Si esto no es llamar a la revuelta social, ¿qué es?

Qué se puede esperar ante este escenario creado por la misma élite, sino la cruda respuesta social por parte de los ciudadanos y ciudadanas. El pueblo aguanta hasta que le tocan demasiado las narices. Este mal gobierno de Sebastián Piñera, una versión aun peor que su anterior mandato, será el cierre de un proceso de recuperación electoral de la derecha, pero también el resurgimiento del fascismo pinochetista difuminado entre pobres y ricos, entre élite y “lame élite”, entre aquellos que vivieron el pinochetismo y aquellos que anhelan una vuelta al modelo autoritario.

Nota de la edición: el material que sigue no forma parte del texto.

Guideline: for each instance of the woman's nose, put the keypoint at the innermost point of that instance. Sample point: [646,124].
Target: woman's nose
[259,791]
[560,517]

La aplicación de medidas propias del estado de excepción, como el toque de queda en la ciudad de Santiago, se sustenta en el electorado que actualmente apoya a Piñera. Un electorado al cual le importa poco la democracia y mucho la economía. La derecha, debemos recordar, ha utilizado la violencia para apagar la protesta social durante todo el siglo XX. Esto les parece correcto. Les parece normal y a eso recurrirán una y otra vez. Tampoco resulta extraño que algunos de los actos vandálicos sean cometidos por agentes del estado como forma de agudizar la crisis y aplicar medidas represivas aún mayores. Estamos ante la incapacidad de la derecha para gobernar políticamente Chile.

En el mundo circulan aires de gran inestabilidad. El neoliberalismo entra en crisis, pero no será una crisis mortal, no acabará pronto. Debemos ver como será reemplazado pues el capitalismo se rearticula en situaciones de crisis. ¿Será bajo la forma del capitalismo chino? Lo cierto en que el autoritarismo será la estrategia para intentar apagar el incendio que esta iluminando el paraíso capitalista; el gran mercado global de mercancías, un mercado que incluye a hombres y mujeres en el interior iluminado de sus escaparates.